Idempotent consumer pattern

Idempotence is something I appreciate, maybe the most, in data engineering. If you write an idempotent logic you don't need to worry when your logic is reprocessed. You don't need to worry that it will generate duplicates or inconsistent results between runs. However, using it is not always easy and I'm actively looking for all related patterns to it. This time I will focus on idempotent consumer implementation in Apache Camel. Even though it may sounds old-school with modern streaming and messaging solutions, it's a good solution to know.

Data Engineering Design Patterns

Looking for a book that defines and solves most common data engineering problems? I'm currently writing one on that topic and the first chapters are already available in πŸ‘‰ Early Release on the O'Reilly platform

I also help solve your data engineering problems πŸ‘‰ contact@waitingforcode.com πŸ“©

In 3 parts of this post I will try to focus on the idempotent consumer implementation in Apache Camel. In the 2 first parts, I will detail the logic and some major implementation details. In the last part, I will show how to integrate Apache Camel's model in Apache Spark.

Not a perfect solution

Of course, whenever you can, you should use any built-in mechanism provided by your message or data store. For instance, Apache Kafka comes with 2 solutions. The first one are transactions to guarantee exactly once processing between producers and consumers. The second one is enable.idempotence parameter which defines whether the broker should keep track of already received events and, therefore, dedupe the messages in your place. It should work quite good for Kafka-to-Kafka processing.

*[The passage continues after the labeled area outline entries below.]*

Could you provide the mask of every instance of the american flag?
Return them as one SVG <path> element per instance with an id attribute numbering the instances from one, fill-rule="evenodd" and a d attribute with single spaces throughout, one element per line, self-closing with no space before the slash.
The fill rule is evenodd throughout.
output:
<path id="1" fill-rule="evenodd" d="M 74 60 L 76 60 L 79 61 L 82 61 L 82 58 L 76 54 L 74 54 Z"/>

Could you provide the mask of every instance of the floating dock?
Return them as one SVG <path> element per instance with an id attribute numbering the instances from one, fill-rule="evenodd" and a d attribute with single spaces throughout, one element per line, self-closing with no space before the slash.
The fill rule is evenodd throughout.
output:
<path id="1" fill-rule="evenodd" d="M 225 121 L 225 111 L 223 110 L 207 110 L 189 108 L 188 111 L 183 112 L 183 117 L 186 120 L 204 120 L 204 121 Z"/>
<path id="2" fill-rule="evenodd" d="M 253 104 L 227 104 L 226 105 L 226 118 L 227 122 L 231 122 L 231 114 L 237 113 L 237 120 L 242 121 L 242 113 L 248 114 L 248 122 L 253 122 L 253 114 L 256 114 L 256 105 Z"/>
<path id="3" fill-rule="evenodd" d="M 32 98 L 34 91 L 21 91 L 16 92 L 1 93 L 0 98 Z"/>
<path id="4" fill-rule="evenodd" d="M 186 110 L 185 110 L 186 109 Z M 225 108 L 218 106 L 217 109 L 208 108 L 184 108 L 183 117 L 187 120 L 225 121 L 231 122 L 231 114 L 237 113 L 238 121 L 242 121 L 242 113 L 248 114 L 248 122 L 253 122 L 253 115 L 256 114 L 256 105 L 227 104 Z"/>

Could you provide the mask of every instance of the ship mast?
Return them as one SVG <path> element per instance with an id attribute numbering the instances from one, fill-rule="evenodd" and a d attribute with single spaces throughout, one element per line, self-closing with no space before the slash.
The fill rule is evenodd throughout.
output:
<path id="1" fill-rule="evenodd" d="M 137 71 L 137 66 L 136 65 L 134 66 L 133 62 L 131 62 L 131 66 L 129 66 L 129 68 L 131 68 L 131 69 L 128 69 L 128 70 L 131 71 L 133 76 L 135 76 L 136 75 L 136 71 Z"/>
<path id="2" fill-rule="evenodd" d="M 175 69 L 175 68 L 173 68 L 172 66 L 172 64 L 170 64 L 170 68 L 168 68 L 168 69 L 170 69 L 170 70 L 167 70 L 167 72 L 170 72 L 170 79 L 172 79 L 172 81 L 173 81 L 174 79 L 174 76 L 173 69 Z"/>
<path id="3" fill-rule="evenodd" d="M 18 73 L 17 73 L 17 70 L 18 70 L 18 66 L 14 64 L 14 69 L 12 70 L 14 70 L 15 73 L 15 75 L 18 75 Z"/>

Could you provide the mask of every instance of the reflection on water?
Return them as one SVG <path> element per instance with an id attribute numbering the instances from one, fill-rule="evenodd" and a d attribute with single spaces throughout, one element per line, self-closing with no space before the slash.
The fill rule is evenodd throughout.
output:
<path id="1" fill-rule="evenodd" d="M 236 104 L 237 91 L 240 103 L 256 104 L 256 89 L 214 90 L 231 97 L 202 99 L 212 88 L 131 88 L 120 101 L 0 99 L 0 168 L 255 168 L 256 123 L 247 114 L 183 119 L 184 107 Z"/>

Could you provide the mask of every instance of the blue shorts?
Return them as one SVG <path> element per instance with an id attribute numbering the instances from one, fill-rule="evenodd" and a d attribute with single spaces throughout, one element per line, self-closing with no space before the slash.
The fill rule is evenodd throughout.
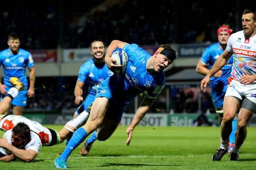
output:
<path id="1" fill-rule="evenodd" d="M 223 107 L 223 101 L 228 82 L 219 81 L 217 84 L 211 84 L 211 96 L 214 106 L 217 109 Z"/>
<path id="2" fill-rule="evenodd" d="M 81 104 L 76 110 L 76 114 L 77 115 L 85 110 L 94 101 L 95 95 L 93 94 L 88 94 Z"/>
<path id="3" fill-rule="evenodd" d="M 105 97 L 108 99 L 109 106 L 105 115 L 109 119 L 119 123 L 121 122 L 123 113 L 129 102 L 124 101 L 123 96 L 122 98 L 122 95 L 113 96 L 113 91 L 109 85 L 109 79 L 107 79 L 100 83 L 95 97 Z"/>
<path id="4" fill-rule="evenodd" d="M 10 87 L 7 87 L 6 88 L 6 90 L 8 91 L 9 89 L 11 88 Z M 27 88 L 21 91 L 19 91 L 18 96 L 15 99 L 14 99 L 12 101 L 12 105 L 14 106 L 17 106 L 20 107 L 25 106 L 26 105 L 27 98 L 28 96 L 28 89 Z M 1 100 L 5 96 L 2 96 Z"/>

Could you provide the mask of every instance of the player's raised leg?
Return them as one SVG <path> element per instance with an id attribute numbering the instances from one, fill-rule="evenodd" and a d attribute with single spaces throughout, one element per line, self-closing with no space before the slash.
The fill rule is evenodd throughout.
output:
<path id="1" fill-rule="evenodd" d="M 236 107 L 234 107 L 235 105 Z M 232 121 L 240 106 L 239 102 L 233 96 L 227 96 L 224 99 L 224 114 L 221 124 L 221 146 L 212 156 L 213 161 L 220 161 L 227 152 L 229 136 L 232 131 Z"/>
<path id="2" fill-rule="evenodd" d="M 96 139 L 100 141 L 105 141 L 109 138 L 117 128 L 119 122 L 105 116 L 102 125 L 97 130 L 93 133 L 84 143 L 84 147 L 80 150 L 80 153 L 82 156 L 85 156 L 89 153 L 93 144 Z"/>
<path id="3" fill-rule="evenodd" d="M 102 123 L 108 105 L 108 100 L 106 98 L 95 99 L 87 122 L 75 132 L 62 154 L 54 161 L 56 167 L 67 168 L 66 162 L 73 150 Z"/>

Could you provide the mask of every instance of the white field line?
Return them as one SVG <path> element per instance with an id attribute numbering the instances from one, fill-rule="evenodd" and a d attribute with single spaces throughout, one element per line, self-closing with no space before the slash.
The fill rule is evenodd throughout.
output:
<path id="1" fill-rule="evenodd" d="M 51 155 L 53 154 L 53 153 L 51 153 Z M 49 153 L 48 153 L 49 154 Z M 56 153 L 54 154 L 55 155 L 57 156 Z M 250 153 L 250 154 L 241 154 L 241 156 L 256 156 L 256 153 Z M 187 156 L 184 155 L 170 155 L 169 156 L 136 156 L 134 155 L 131 155 L 130 156 L 81 156 L 79 157 L 74 158 L 70 157 L 68 159 L 129 159 L 129 158 L 168 158 L 168 157 L 178 157 L 180 156 L 188 156 L 188 157 L 211 157 L 212 155 L 189 155 Z"/>

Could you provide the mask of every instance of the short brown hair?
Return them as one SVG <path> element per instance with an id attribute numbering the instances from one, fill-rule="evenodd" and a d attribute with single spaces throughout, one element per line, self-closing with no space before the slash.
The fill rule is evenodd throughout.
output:
<path id="1" fill-rule="evenodd" d="M 256 11 L 255 10 L 251 9 L 244 9 L 243 11 L 243 15 L 250 13 L 253 14 L 253 21 L 256 21 Z"/>
<path id="2" fill-rule="evenodd" d="M 15 32 L 12 32 L 8 36 L 8 40 L 10 39 L 20 39 L 18 35 Z"/>
<path id="3" fill-rule="evenodd" d="M 18 123 L 12 129 L 12 133 L 19 135 L 23 139 L 28 139 L 28 141 L 29 141 L 31 139 L 30 129 L 24 122 Z"/>

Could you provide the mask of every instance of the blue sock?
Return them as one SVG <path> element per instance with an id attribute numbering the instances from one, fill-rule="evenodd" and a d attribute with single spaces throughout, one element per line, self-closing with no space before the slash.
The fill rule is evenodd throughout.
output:
<path id="1" fill-rule="evenodd" d="M 85 139 L 85 138 L 88 136 L 88 135 L 87 132 L 82 127 L 79 128 L 76 130 L 72 137 L 70 140 L 67 145 L 66 147 L 65 150 L 64 150 L 61 156 L 58 158 L 58 159 L 62 159 L 66 162 L 73 150 L 83 142 Z"/>
<path id="2" fill-rule="evenodd" d="M 235 136 L 237 128 L 237 119 L 236 118 L 232 122 L 232 132 L 230 136 L 230 146 L 233 143 L 235 143 L 236 136 Z"/>
<path id="3" fill-rule="evenodd" d="M 92 144 L 96 139 L 97 139 L 97 132 L 95 130 L 93 132 L 92 136 L 87 139 L 87 143 L 90 144 Z"/>
<path id="4" fill-rule="evenodd" d="M 68 142 L 69 141 L 68 141 L 66 139 L 66 147 L 67 147 L 67 144 L 68 144 Z"/>

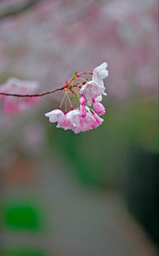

Another point is that the solution discussed here can end up by introducing duplicates. Even if you use the kind of 2 phase commit approach, the confirmation message after a successful processing can still not reach the message store.

But if you are able to accept this risk which, depending on the availability of your message store will be lower or bigger, and your streaming broker doesn't come with built-in deduplication mechanism, the proposed approach from Apache Camel can be a good fit. If you are curious about the alternatives (still under the same constraints), I will publish 2 other posts about idempotent consumers next weeks.

I wrote all of that just to emphasize the fact that the easiest way to guarantee idempotence is to simply write an idempotent logic. Even if you receive given event multiple times, you'll always generate the same output or action.

Idempotent consumer explained

The role of an idempotent consumer consists of filtering out already seen and processed events. If you think about your data pipeline in real-time categories, you will certainly see a few places where duplicates may occur. The most visible one will be your producers which, in case of any error, may retry to send you the data that can be already consumed by the readers (at-least once semantic here). But let's leave this almost perfect world for the moment and think about the case where your producers had a bug and delivered you only a half of records. In that case, you want to integrate missing data in your pipeline but you don't want to include duplicates. An idempotent consumer, the one who reads the data sent by the producers, is a good pattern to use here.

In its simplest format, the idempotent consumer could be written as follows:

event_id = generate_event_id(event)
if event_id not in processed:
  # process the message
else:
  # do nothing

The processed from this snippet may be a lot of things. You can keep it local and store a map of already seen records in memory. But you risk losing everything if your data processor restarts on a different node or if the data is not always partitioned the same way. In the latter case, the same record may arrive at 2 different processors and not be detected as duplicate. A better idea is to use a more persistent and distributed data store, like in the following schema:

However, this snippet has some important points to discuss. First of them is scalability. Imagine that you are processing hundreds of thousands of events. Doing the check unitary would be overkill and instead of having low latency streaming you would end up with much slower semantic. To overcome this, you can use batch queries which alongside with a memory-first distributed store like Redis should improve the latency.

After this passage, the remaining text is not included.